Tuesday, August 11, 2009

*.*: Open access journals in e-learning

Some recent exchange in ITForum included this editable compilation of "Open Access Journals in Learning Technology", initiated by George Veletsianos of the University of Manchester - a very valuable resource.

There is a truly staggering availability of literature available in e-learning. Conversations are diverse, paradigms are many. The purpose of the E-Primer series is to help provide some sort of orientation to the major themes in literature, and to serve as a foundation for further investigation.

Sunday, August 2, 2009

5.3.4: Virtual world accounts reach 579m

The SLENZ blog is one worth subscribing to. Posts are always full, informative and well written! Number 121 includes reference to reports from kzero, a UK consultancy concerned with "the marketing dynamics relating to virtual worlds". The results are very interesting - and re nicely presented in a "Universe-graph" (here). The graphs show registration numbers for various worlds across different age groups (target audiences) over various years. Registrtaion growth is particularly high across the 9 to 12 and 13 to 18 age brackets.

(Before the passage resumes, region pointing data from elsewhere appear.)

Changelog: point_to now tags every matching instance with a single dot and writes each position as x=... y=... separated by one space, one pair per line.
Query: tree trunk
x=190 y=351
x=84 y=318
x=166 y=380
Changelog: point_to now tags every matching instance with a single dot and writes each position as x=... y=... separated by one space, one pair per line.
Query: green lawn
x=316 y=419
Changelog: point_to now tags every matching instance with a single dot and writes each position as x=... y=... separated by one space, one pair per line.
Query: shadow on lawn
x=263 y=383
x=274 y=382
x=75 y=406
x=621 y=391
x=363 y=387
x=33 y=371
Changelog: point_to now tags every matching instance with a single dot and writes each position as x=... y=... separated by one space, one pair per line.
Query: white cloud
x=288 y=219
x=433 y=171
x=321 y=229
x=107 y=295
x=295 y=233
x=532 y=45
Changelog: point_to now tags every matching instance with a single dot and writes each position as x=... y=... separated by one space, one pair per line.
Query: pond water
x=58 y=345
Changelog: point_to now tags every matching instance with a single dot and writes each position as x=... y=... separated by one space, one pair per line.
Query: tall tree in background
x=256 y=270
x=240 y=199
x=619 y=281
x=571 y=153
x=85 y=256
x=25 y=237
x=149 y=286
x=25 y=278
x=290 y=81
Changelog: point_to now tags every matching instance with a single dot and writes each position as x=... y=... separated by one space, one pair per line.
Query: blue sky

The difficulties with the number '579 million' are primarily twofold:
  1. Registration is not a good indicator of actual activity, and
  2. Individuals can have multiple registrations across different virtual worlds.
The leap from marketing potential to higher education potential is also not very clear from the statistics... particularly when the various virtual worlds are broken down by 'sector'. The genre of higher education is not well represented, though gaming, social chat and TV/film/books are. It is important that the significance of growing registration is not blown out of proportion as an indicator that such contexts are ready for higher education to exploit, as the use of virtual worlds for the purposes of academic learning is not as simple as having technically savvy users! Rather, what we ought to be considering is whether the genre of academic learning can be facilitated through such environments.